The stills are our main consumers of energy. All the residual heat is used to heat other stages in the process and for heating our premises. When the distillation from the low wines still is complete, the new-make spirit is run from the middle tank to the spirit store on Floor 1.


The spirit from the middle tank is run to one of the two storage tanks in the new-make spirit store. Each tank has a capacity of 5000 litres. We mix 4-5 batches before diluting the new-make spirit to 63%. The new-make spirit is then ready for the next stage in its journey – to be filled into casks and matured in one of our maturation warehouses.

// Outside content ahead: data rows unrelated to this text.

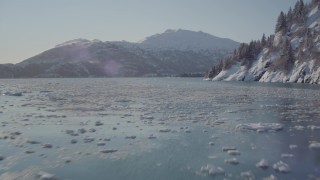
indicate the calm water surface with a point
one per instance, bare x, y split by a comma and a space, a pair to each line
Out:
159, 128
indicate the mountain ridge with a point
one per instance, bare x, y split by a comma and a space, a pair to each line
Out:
95, 58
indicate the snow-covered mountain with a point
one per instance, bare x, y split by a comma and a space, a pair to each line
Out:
187, 40
86, 58
292, 54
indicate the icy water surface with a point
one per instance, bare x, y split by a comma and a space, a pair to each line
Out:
158, 128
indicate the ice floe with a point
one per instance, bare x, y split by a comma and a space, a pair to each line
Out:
315, 146
212, 170
263, 164
281, 167
233, 161
108, 151
261, 127
45, 176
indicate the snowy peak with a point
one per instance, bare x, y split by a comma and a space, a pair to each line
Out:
187, 40
77, 42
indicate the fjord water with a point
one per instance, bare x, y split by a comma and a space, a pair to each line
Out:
156, 128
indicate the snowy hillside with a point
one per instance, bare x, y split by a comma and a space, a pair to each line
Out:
85, 58
187, 40
292, 54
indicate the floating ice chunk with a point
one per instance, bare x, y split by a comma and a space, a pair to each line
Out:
287, 155
67, 160
225, 149
281, 167
29, 151
233, 152
247, 175
211, 170
147, 117
211, 143
261, 127
164, 130
92, 130
293, 146
315, 146
233, 161
108, 150
101, 143
45, 176
131, 137
152, 137
82, 131
263, 164
299, 128
32, 142
13, 94
88, 139
313, 127
98, 123
271, 177
73, 141
47, 145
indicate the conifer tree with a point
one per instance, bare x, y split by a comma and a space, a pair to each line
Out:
281, 23
263, 40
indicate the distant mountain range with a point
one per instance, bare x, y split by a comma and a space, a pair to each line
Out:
170, 53
292, 54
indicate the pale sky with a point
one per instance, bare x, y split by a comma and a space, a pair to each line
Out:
29, 27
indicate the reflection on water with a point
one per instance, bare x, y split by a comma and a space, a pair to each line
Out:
155, 128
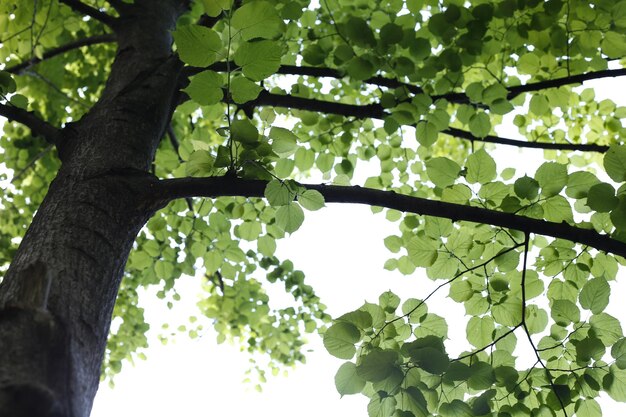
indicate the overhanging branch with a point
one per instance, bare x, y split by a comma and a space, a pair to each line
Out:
376, 111
583, 147
453, 97
80, 7
30, 120
170, 189
92, 40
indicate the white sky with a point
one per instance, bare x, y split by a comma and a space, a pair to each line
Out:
340, 249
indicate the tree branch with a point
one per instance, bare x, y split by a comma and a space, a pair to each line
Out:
170, 189
80, 7
92, 40
376, 111
30, 120
322, 72
453, 97
558, 82
583, 147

( info taken from Mackmyra official site )

Mackmyra – Svensk Ek

Distillery.. Mackmyra

Region.. Sweeden

Age.. NAS

Abv.. 46.1%

Casks.. American Oak, Oloroso with 10% of the liquid matured in Swedish Oak for a minimum of 18 months

Nose.. Freshly peeled granny smith apples, poached pear and a delicate satsuma aroma leads into lemon drizzle cake, digestive biscuits and soft floral notes.. A soft spicy aroma develops with a nice vanilla cheesecake style scent.

Palate.. This starts of with a sharp citrus bitterness before those spices start to take control with Cinnamon and Ginger being prevalent, a touch of freshly baked apple pie with grilled pineapple on the side..

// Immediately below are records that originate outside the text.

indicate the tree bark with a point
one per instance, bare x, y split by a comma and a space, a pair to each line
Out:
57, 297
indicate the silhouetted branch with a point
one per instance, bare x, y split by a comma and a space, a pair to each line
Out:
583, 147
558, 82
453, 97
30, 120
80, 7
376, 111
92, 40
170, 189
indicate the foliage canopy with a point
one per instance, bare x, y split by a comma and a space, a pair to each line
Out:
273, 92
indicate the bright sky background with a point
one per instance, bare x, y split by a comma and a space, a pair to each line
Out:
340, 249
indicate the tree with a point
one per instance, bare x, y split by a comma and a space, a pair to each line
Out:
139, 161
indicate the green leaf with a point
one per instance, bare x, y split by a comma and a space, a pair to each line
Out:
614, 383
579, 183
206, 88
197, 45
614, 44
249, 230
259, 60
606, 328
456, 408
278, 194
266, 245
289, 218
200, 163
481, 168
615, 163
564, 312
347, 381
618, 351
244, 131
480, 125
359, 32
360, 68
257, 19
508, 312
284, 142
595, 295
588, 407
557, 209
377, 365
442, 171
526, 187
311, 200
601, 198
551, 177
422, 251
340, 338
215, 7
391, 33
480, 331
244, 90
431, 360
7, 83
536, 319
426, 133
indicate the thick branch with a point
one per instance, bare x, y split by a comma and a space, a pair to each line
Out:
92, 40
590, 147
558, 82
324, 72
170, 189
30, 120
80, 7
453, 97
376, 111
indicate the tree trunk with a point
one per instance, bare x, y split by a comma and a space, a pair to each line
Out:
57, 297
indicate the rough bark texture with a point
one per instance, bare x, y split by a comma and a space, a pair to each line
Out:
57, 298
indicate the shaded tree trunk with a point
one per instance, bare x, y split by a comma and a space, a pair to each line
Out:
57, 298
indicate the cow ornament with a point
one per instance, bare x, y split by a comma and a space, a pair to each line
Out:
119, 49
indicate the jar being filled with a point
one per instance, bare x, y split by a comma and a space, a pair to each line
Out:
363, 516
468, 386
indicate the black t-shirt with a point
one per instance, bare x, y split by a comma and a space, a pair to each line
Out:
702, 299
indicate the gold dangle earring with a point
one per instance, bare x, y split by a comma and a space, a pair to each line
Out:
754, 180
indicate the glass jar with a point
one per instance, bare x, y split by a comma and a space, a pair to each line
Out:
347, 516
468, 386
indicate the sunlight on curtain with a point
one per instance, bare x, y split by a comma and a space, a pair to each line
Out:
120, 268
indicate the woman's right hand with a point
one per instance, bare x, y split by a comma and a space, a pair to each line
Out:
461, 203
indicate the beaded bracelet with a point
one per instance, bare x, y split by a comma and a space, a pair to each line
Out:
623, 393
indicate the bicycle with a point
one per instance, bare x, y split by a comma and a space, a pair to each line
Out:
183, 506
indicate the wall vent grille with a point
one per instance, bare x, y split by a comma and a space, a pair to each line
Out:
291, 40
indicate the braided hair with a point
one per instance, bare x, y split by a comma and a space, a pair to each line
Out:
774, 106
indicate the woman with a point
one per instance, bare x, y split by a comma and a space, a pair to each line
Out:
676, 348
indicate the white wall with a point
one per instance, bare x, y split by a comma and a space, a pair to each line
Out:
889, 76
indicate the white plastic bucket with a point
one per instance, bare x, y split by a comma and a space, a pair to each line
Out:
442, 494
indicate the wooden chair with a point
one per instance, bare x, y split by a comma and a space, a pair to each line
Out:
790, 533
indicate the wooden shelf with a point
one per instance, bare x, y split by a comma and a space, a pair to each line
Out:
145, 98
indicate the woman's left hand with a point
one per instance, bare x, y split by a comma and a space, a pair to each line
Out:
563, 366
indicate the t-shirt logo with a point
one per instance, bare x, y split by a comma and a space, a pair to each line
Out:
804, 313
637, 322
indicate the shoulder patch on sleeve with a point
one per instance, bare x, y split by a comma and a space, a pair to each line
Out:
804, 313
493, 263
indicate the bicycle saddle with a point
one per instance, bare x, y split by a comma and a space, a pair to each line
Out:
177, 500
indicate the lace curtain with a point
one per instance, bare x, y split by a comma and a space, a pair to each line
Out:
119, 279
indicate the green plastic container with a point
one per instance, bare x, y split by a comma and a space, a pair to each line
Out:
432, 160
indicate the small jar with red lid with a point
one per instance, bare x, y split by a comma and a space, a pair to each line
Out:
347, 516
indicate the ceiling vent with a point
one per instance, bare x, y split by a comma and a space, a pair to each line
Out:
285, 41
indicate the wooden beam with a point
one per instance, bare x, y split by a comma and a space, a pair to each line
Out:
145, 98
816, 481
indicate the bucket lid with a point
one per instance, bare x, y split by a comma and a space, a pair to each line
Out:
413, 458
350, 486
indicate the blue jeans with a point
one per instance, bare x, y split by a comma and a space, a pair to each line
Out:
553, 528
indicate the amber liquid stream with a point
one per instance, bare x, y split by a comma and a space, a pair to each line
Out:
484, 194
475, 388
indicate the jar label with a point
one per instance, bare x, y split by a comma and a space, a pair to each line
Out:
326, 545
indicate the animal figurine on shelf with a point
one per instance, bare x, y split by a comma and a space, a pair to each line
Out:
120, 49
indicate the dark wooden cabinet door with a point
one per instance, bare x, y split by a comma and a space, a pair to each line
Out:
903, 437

Finish.. Fresh with lingering spices.

Thoughts.. Although I have tried something from the Mackmyra range I really couldn’t remember which one and it was at a festival which isn’t always the best setting to try and remember just what its like it does offer you a quick insight into what does and does not suit the palate..

This Svensk Ek though is very typical of the whisky I would pick out for a relaxing, it is very light, fruity and perfectly balanced with plenty of areas to explore. The lightness lends itself to those summer nights and spring days, and for those into the cocktail or long drinks this will I am sure be a perfect base..

Sample kindly provided by Mackmyra….

A great starting point for the Mackmyra journey..

4 Comments Add yours

  1. sorrenkrebs says:

    They do seem to push the 10% figure.. Whatever happened it is a lovely whisky..


  2. Susanne says:

    Yes, I believe that’s the case. I never really followed the debate but I know that they did change something about the info on the labels.


  3. sorrenkrebs says:

    I was assured it is Swedish oak and it still states that on the product sheet but it does now state 10% of the liquid is matured in it.. Might have initially stated just Swedish Oak ?


  4. Susanne says:

    Nice to see Sweden and Mackmyra featured here! Svensk Ek is a nice one. However, there has been some conflict about whether the oak used for it was actually grown in Sweden or not and they had to change something on the labels if I remember correctly. But it’s a long time ago and I think they use homegrown oak now for these. It’s a nice whisky – Mackmyra has a lot of good stuff out there, especially that from their private casks.